An arrest warrant has now been issued for a suspect in the murder of Houston college student Shawtyeria Waites, who went missing after celebrating her 21st birthday in July and was later found slain.
Houston Police Department officials announced in a Monday press conference that they are seeking the arrest of a 26-year-old man named Jordan Potts.
Waites was last seen on July 25 wearing a pink dress and pink sandals returning to her apartment after celebrating her birthday with friends. She was reported missing two days later.
Police believe that Waites may have met Potts on social media or a dating app and that she was killed inside his apartment, her body recovered later at a second location. Evidence of Waites’ murder has reportedly been found in the trunk of Potts’ vehicle.

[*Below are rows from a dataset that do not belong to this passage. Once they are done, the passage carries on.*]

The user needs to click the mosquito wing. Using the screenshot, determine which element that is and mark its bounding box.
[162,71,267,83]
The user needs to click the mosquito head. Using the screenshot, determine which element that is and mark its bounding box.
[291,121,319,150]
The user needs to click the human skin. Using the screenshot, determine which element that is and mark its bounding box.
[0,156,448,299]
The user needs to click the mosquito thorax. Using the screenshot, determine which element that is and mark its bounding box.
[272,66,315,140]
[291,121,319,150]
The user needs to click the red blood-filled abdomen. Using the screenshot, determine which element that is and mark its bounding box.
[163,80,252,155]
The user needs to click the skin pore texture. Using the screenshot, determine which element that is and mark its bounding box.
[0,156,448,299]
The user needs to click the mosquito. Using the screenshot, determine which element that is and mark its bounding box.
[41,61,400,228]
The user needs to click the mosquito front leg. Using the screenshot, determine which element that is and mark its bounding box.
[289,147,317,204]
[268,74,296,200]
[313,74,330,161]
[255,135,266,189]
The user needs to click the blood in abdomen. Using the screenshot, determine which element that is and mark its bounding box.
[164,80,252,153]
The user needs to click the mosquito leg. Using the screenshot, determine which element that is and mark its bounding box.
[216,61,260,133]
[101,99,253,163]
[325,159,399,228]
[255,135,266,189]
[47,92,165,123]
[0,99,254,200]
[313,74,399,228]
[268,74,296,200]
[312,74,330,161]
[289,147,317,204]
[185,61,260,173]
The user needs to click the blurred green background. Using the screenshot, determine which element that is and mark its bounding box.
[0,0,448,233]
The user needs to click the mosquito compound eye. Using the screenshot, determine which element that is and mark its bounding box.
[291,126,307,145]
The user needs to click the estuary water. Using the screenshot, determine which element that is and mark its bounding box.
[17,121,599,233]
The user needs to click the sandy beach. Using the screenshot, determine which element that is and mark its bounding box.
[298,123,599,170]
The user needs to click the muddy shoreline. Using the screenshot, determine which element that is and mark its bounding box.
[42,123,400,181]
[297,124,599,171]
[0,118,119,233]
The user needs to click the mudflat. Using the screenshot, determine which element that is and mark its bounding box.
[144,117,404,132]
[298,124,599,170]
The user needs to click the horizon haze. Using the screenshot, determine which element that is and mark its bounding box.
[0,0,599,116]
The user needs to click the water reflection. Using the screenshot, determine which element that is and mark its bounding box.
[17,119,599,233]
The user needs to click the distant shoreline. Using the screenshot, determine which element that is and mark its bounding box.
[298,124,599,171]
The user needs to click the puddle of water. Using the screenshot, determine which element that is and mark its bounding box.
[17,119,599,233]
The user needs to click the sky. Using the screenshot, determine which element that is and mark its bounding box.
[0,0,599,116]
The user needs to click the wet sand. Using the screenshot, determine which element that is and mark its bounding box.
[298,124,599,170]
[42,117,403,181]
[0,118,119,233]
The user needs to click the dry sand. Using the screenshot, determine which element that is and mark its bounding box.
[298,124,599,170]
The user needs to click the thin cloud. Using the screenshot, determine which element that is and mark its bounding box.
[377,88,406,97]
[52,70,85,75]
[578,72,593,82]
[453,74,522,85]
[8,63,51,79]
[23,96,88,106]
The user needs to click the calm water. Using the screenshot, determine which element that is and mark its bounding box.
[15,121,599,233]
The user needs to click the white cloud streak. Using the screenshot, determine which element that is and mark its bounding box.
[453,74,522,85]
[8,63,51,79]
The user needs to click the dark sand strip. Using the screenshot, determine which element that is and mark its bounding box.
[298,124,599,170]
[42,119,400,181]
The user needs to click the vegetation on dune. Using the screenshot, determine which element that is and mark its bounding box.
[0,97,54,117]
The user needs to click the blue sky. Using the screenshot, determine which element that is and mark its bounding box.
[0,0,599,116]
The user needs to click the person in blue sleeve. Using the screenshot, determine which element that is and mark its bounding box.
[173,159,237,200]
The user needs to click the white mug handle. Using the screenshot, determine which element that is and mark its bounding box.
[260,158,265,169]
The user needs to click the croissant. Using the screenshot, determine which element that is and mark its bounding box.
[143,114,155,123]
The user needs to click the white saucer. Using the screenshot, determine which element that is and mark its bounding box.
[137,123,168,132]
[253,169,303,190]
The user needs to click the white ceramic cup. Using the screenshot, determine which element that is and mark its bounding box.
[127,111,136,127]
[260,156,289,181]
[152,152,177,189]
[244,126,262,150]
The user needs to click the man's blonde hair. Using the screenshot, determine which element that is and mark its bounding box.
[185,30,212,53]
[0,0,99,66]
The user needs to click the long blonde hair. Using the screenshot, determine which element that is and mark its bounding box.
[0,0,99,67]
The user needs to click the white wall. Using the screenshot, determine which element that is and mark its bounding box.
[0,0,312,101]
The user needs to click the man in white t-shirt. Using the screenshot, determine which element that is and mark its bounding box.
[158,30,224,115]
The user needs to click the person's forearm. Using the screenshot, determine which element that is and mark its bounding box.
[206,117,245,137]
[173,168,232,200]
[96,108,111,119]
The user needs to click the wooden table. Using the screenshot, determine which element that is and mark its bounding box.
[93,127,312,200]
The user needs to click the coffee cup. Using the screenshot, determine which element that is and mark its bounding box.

“I really want to offer heartfelt condolences to Shawtyeria Waites’ family,” said Lt. W.L. Meeler. “Having your child taken away from you like this is unacceptable.”
According to a local report, investigators found evidence of foul play regarding Waites’ disappearance, and the case was assigned to the HPD Homicide Division. Homicide detectives obtained “significant physical evidence” Waites was killed inside Potts’ apartment, likely on the night she went missing.
Houston activist Quanell X, who has been acting as a spokesperson for the family, said Waites is originally from New Mexico and relocated to Houston to attend college at Prairie View A&M University.
Potts is originally from Oregon and has family ties in Montana. His vehicle is currently in the custody of Houston police. Without it, he is running from police, they say, and is considered armed and potentially dangerous.
According to a report from ABC 13, Houston is facing its worst crime spike in years. Total crime is up in the city by 30% year-to-date, compared to 2019.
In addition, statistics show response times for police have been dramatically slower.
There are also nearly 100 fewer officers on duty in the city. Many HPD officers have retired amid the coronavirus pandemic, plus enrollment at the Houston Police Academy has waned.
The crimes that have significantly increased in Houston since 2019 include murder, sexual assault with an object, welfare fraud, gambling equipment violations, theft of motor vehicle accessories and weapons law violations.